- Gestern und Heute -
Das heutige Felsberg ist erst während der Erbauung von Saarlouis entstanden. Der Beginn der Besiedlung im Raume Felsberg reicht jedoch bis in die jüngere Steinzeit zurück. Ein Einzelfund (ein Steingerät) weist auf die Kultur der Bandkeramiker
hin.

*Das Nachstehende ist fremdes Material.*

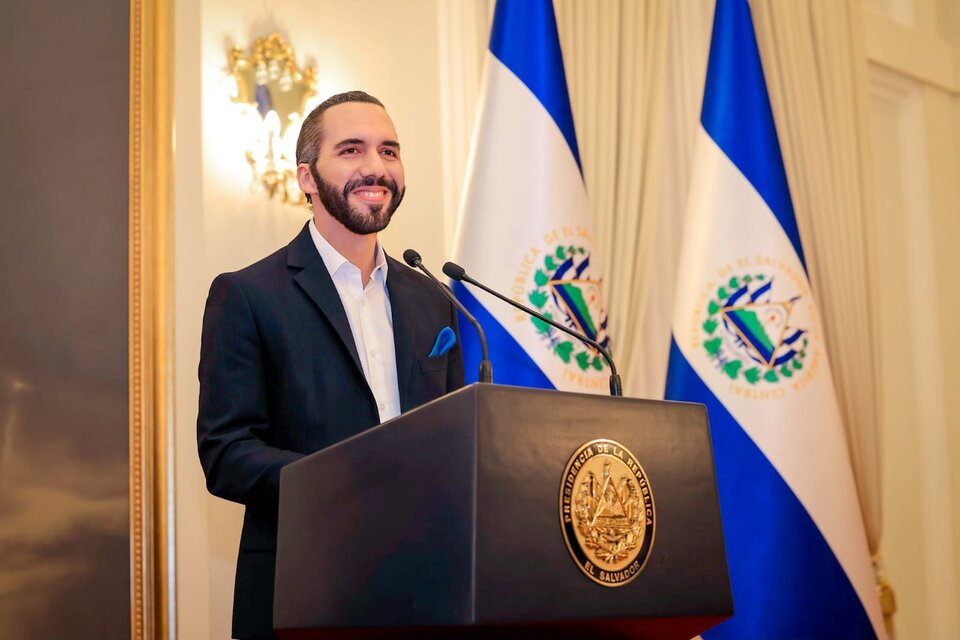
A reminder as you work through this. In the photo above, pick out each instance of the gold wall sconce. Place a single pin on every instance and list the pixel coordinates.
(273, 92)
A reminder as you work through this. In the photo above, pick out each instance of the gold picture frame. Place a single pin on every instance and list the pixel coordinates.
(150, 325)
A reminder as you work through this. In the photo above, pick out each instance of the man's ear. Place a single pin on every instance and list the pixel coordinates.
(305, 179)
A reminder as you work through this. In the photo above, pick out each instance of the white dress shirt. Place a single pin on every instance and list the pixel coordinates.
(371, 321)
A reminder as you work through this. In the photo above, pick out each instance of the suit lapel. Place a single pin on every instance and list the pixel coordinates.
(315, 281)
(403, 305)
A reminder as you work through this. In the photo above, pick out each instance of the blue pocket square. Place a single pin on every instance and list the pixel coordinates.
(445, 341)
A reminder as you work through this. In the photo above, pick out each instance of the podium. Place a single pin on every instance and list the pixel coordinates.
(459, 519)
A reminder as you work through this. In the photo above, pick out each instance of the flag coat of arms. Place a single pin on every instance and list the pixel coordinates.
(524, 227)
(748, 343)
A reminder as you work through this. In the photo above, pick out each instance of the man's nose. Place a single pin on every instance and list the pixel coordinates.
(373, 165)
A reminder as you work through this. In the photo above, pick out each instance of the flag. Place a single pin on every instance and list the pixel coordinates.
(748, 343)
(524, 227)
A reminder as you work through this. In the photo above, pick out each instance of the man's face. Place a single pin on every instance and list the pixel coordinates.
(358, 176)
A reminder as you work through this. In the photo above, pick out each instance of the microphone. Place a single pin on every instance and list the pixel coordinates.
(412, 258)
(458, 273)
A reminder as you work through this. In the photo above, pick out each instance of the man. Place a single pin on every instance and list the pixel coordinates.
(323, 339)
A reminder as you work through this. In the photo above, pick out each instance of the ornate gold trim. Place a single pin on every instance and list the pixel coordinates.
(150, 307)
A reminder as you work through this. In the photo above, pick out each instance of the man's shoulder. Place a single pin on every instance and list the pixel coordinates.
(414, 281)
(265, 268)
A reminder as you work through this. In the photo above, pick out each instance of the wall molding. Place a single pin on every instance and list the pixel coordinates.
(150, 320)
(913, 52)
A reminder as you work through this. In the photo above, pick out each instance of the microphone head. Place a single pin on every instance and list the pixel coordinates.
(453, 270)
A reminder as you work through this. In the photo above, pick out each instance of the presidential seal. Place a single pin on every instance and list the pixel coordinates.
(607, 513)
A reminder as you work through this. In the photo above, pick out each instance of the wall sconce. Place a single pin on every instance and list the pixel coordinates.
(273, 93)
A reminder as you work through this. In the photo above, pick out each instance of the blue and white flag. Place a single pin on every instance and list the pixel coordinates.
(524, 227)
(748, 343)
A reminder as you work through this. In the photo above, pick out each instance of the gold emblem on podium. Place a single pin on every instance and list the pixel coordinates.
(607, 513)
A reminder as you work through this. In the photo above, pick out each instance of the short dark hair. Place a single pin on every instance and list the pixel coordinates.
(311, 131)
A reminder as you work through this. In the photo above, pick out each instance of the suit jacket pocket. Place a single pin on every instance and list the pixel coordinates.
(436, 363)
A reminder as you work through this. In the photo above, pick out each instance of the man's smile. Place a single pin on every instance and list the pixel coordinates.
(375, 195)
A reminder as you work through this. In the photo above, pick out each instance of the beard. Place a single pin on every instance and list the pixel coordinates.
(337, 203)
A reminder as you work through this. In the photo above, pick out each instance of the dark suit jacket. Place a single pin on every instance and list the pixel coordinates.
(280, 378)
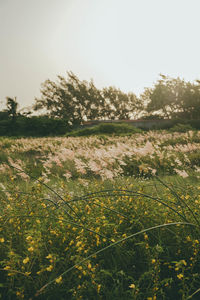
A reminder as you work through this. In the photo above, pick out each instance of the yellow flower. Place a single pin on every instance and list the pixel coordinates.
(180, 276)
(26, 260)
(59, 279)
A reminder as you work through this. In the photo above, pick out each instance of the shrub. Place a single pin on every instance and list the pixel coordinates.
(181, 128)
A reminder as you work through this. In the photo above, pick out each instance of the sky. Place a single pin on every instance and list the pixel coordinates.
(121, 43)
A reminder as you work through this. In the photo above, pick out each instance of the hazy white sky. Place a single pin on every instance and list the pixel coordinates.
(125, 43)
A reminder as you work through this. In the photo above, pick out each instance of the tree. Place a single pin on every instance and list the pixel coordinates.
(78, 101)
(173, 98)
(120, 105)
(71, 99)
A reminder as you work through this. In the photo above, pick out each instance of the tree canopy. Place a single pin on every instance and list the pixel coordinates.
(78, 101)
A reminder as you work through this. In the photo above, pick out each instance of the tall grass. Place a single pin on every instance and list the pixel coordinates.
(107, 244)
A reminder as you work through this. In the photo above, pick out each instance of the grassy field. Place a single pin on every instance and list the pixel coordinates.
(100, 217)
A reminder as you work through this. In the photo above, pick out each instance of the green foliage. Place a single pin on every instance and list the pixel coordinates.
(41, 243)
(106, 128)
(181, 128)
(173, 98)
(77, 100)
(33, 126)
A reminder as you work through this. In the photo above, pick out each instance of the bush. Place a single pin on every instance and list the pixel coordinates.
(181, 128)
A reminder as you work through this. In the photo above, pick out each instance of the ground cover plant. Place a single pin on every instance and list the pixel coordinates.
(100, 217)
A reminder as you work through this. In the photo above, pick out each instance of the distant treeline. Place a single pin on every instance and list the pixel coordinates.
(69, 102)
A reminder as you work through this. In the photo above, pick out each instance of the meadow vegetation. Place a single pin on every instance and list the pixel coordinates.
(100, 217)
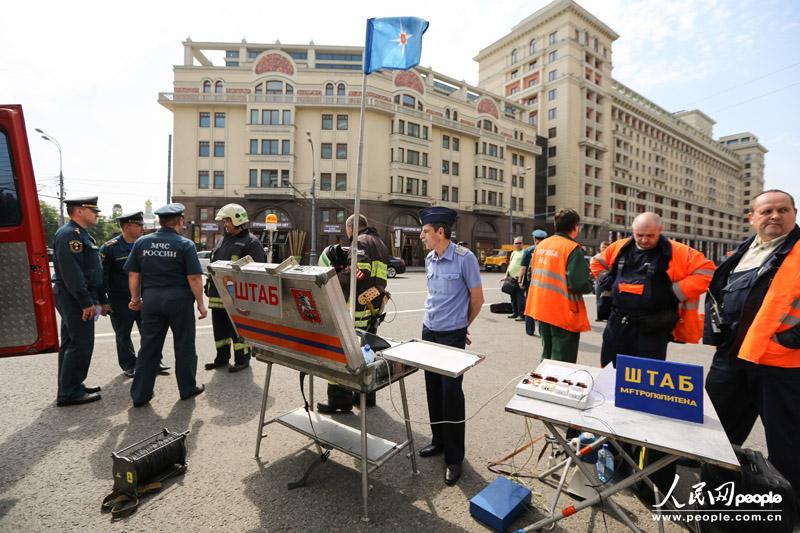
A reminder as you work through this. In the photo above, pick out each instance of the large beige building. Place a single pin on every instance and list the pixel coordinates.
(256, 130)
(613, 153)
(546, 128)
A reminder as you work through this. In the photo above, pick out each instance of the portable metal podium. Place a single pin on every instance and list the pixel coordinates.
(296, 316)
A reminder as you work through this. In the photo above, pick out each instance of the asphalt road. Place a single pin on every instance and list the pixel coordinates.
(55, 464)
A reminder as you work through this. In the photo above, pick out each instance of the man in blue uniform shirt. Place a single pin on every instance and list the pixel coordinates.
(455, 297)
(78, 288)
(113, 255)
(165, 279)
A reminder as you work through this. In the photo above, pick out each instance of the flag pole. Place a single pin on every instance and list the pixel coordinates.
(357, 205)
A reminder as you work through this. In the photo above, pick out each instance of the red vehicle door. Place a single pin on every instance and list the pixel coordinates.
(27, 313)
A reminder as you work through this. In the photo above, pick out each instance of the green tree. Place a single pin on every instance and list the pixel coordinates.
(49, 221)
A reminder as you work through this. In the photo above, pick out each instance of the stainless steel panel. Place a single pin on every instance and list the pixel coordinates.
(433, 357)
(17, 316)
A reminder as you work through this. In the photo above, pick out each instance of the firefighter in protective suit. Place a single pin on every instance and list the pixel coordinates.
(373, 259)
(238, 242)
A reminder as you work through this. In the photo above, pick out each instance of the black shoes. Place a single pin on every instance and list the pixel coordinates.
(430, 450)
(87, 397)
(195, 392)
(451, 474)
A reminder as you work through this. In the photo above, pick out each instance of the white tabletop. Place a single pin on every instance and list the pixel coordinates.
(705, 442)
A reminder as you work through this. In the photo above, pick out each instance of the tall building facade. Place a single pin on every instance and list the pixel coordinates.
(612, 153)
(256, 130)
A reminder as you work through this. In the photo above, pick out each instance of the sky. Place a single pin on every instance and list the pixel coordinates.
(89, 74)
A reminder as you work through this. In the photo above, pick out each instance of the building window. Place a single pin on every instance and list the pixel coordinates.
(341, 182)
(326, 151)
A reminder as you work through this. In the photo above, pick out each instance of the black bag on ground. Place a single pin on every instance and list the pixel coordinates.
(509, 285)
(503, 308)
(757, 477)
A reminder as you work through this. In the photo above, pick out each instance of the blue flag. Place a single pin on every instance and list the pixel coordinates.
(393, 43)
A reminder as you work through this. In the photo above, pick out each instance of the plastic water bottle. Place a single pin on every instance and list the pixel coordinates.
(369, 355)
(605, 464)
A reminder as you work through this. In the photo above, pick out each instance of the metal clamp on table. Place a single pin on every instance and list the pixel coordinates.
(296, 316)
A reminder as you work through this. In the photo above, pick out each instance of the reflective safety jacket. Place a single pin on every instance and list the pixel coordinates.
(373, 265)
(549, 297)
(233, 248)
(690, 272)
(779, 312)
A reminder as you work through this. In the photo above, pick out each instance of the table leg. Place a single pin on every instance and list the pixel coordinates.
(263, 409)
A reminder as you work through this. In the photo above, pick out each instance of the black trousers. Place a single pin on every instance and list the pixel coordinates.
(77, 345)
(629, 339)
(165, 309)
(122, 320)
(742, 391)
(446, 400)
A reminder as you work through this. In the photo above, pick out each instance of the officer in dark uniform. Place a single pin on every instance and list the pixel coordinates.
(78, 288)
(113, 255)
(165, 278)
(238, 242)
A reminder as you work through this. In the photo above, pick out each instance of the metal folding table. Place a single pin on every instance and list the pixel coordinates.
(704, 442)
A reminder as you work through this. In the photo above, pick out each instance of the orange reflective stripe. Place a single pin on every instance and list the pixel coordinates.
(631, 288)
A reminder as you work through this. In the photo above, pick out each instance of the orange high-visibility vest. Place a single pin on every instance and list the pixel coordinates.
(690, 272)
(549, 298)
(779, 311)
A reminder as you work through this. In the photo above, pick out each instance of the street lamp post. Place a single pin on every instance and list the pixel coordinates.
(312, 259)
(47, 137)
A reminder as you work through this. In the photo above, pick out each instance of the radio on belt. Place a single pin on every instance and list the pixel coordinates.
(296, 316)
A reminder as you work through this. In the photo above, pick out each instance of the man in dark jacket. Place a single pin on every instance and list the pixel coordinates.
(238, 242)
(372, 260)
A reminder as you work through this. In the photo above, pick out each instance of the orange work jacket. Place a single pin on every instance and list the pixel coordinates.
(690, 272)
(549, 298)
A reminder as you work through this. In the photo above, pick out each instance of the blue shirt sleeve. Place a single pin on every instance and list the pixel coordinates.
(190, 259)
(132, 263)
(471, 271)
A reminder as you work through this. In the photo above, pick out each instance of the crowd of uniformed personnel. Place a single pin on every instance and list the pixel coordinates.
(648, 289)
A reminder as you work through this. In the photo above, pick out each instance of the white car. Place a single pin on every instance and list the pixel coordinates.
(205, 259)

Möglicherweise bestand auf dem Schlossberg bei Felsberg eine römische Anlage. Eine wahrscheinlich römische Straße führte an Unterfelsberg vorbei. Sie kam von Wallerfangen, bog vor dem Schlossberg nach Südwesten ab und führte nach Metz. Da später auf ihr das Salz von Lothringen herbeigeschafft wurde, erhielt sie den Namen "Salzweg".
Die Siedlung Neufelsberg hat ihren Ursprung im heutigen Oberfelsberg. Mit dem Baubeginn der Festung Saarlouis ließen sich hier im Jahre 1680 französische Kalkbrenner nieder, die den Kalk für die neue Festungsstadt brannten. Sie nannten ihre Siedlung "LES FOURS À CHAUX", was soviel bedeutet wie Kalkofen.
Dieser Name ist neben der Bezeichnung Neufelsberg auf der Straßenkarte von 1703 eingezeichnet. Der Name Felsberg tritt zum ersten Male 1179 mit dem Ritter Udo von Felsberg auf Das Sandsteingebirge war ausschlaggebend für die Namensgebung.
Die offizielle Gründung des Dorfes Felsberg erfolgte durch das von Herzog Leopold I. von Lothringen unterzeichnete Gründungsprotokoll am 22. April 1704. Felsberg gehörte damals zum Herzogtum Lothringen. Die Verteilung des Landes, der Bauplätze und Gärten erfolgte an 10 Bauern und 15 Handwerker. 1710 war die Zahl der Einwohner bereits auf 109 Personen angewachsen. Nach denn napoleonischen Kriegen kam Felsberg ebenso wie Saarlouis im Jahre 1815 zum Königreich Preußen.
1974 kommt die selbständige Gemeinde Felsberg im Rahmen der Gebiets- und Verwaltungsreform zur Großgemeinde Überherrn.
Die Gemarkungsfläche von Felsberg beträgt 5,11 qkm. Der höchste Bodenpunkt (zugleich auch der der Gemeinde Überherrn) ist der "Sauberg" mit 377 m über NN.
In Felsberg leben zur Zeit 1511 Einwohner (Stand 2003).
Im Kern ein Straßendorf, das sich in seinem Verlauf an eine erste Erhebung der lothringischen Stufenlandschaft anschmiegt, sind in den letzten 30 Jahren noch im Tal zu beiden Seiten der Metzer Straße neue Baugebiete (Enclos und Groß Wies) entstanden.
Anton Delges beschreibt den Ort in der " Geschichte des Ortes und der Herrschaft Felsberg" so:
"Abgeschirmt im Westen durch die Steilabhänge des lothringischen Stufenlandes, eingekuschelt zwischen grünen Wiesen, fruchtbaren Feldern und Erdfalten, wirft die Morgensonne ihre wärmenden Strahlen über den sich lang erstreckenden Ort und erfüllt ihn mit einer Lichtfülle, die durchdrungen ist vom Duft der Heumahd, der tausendfältigen Baumblüten und vom Erdhauch der aufgeworfenen Äcker" ( S. 54).
Von dieser hochgelegenen Grenzlandschaft reicht der Blick bis weit hinein nach Lothringen auf der einen und in das Saarlouiser Becken auf der anderen Seite.